Cutting programs that affect the education of the children of the district should be only a last resort, and won’t be necessary if the School Board can think out-of-the-box and make some difficult, but substantive changes that will have a lasting and positive effect on the district’s financial future. Obviously closing a school or schools has to be considered, but for a meaningful (but painful) area to trim, the WAPS Board doesn’t need to look any farther than its bloated administration budget.

A Winona Post investigative report published last Sunday revealed that according to WAPS’ own auditors (Cliffton Larson Allen), WAPS spends 10.33 percent more on “district and school administration and support services” than the state average of all school districts, and 24.55 percent more than similar-sized districts. That translates to $1,121 (in 2017) of the funds WAPS levies per child spent in these areas. And while district executives would have you believe that the trend in higher administrative spending is only due to having more elementary principals than other districts, that isn’t true. The Winona Post investigation calculated Department of Education data from similar-sized districts that only included central administrative spending — and no principals, and found WAPS consistently rose to the top of the pack for spending dating back to 2012. Additionally, although WAPS has made budget cuts in recent years that include reductions in teaching staff, and programming, the district’s central administration spending has increased.

Now the district is eyeing more drastic cuts, including closing schools, cutting librarians, using more of the $1 million tech levy for staff, increasing activity fees, eliminating band lessons, fourth-grade orchestra, and hockey. Cuts currently proposed for the central administrative office are more modest: shifting duties and paring off FTE fractions for the human resources director. This is an unacceptable and unbalanced proposal that will hurt the quality of our children’s education.

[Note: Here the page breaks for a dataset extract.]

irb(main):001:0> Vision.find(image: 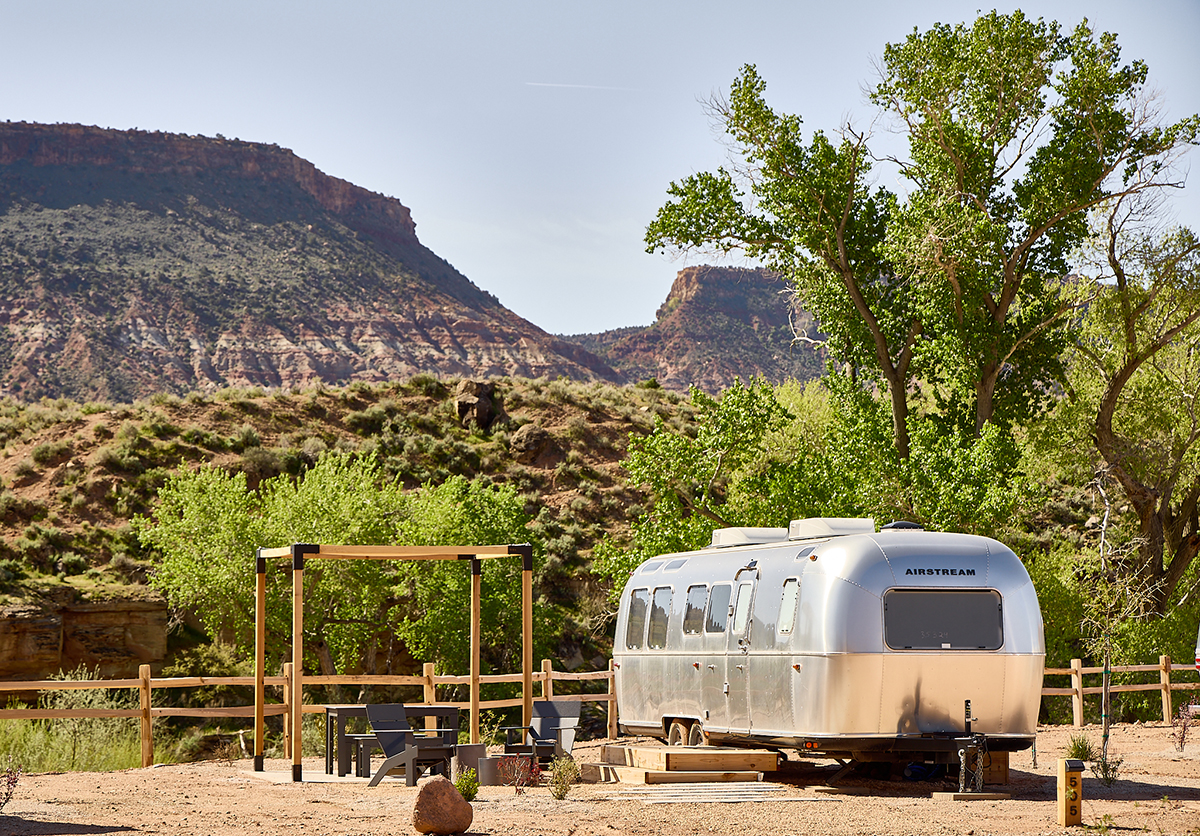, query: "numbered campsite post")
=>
[1058,758,1084,828]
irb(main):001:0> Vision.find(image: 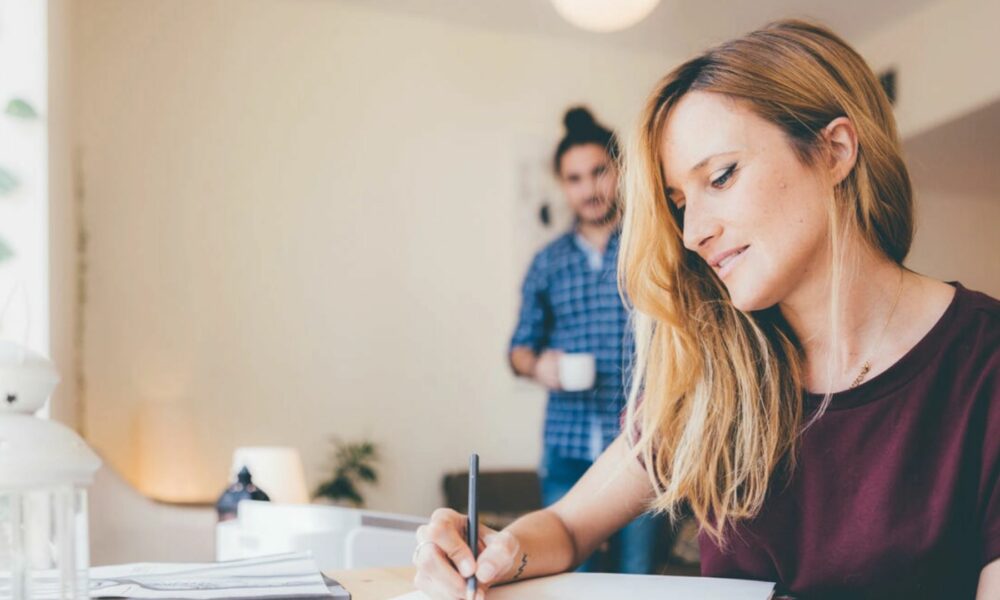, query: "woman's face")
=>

And despite years of enjoying the fruits of an overly generous budget, the WAPS administrative team hasn’t exactly covered itself with glory. It delayed budget cuts for years, and spent nearly all of the district’s reserves to push off inevitable reductions. It bungled the last election filing so badly that it had to take itself to court to find a remedy. The administration failed to properly dot the Is and cross the Ts to levy for more than a million dollars in health and safety spending that should have been covered by regular taxes years ago, exacerbating the deficit today. It spent tens of thousands of dollars on AVID and its warm-weather winter conferences on a program geared toward “middle of the road” students in a district where kids are not learning how to read and do math. In some grades and subjects, less than half of WAPS students are considered proficient. Over the last few years, as it has diminished programs, staff, and failed to address its very serious academic cancers, the administrative staff has protected itself from meaningful cuts. It’s time for a reckoning.

WAPS Board member Allison Quam recently proposed a budget-reduction plan that included trimming overall expenditures for WAPS’ licensed and non-licensed administrators by up to or over $600,000. This would be a great start, and is the kind of thinking that the WAPS Board needs to adopt and implement if it is going to lead the district out of this budget crisis. It’s time to put aside private agendas and make the number-one priority the education of the district’s children. If the WAPS Board can work together and create meaningful financial change, members can create a new, positive legacy for themselves and lead the district into a bright and financially secure future. The clock is ticking. You can do it!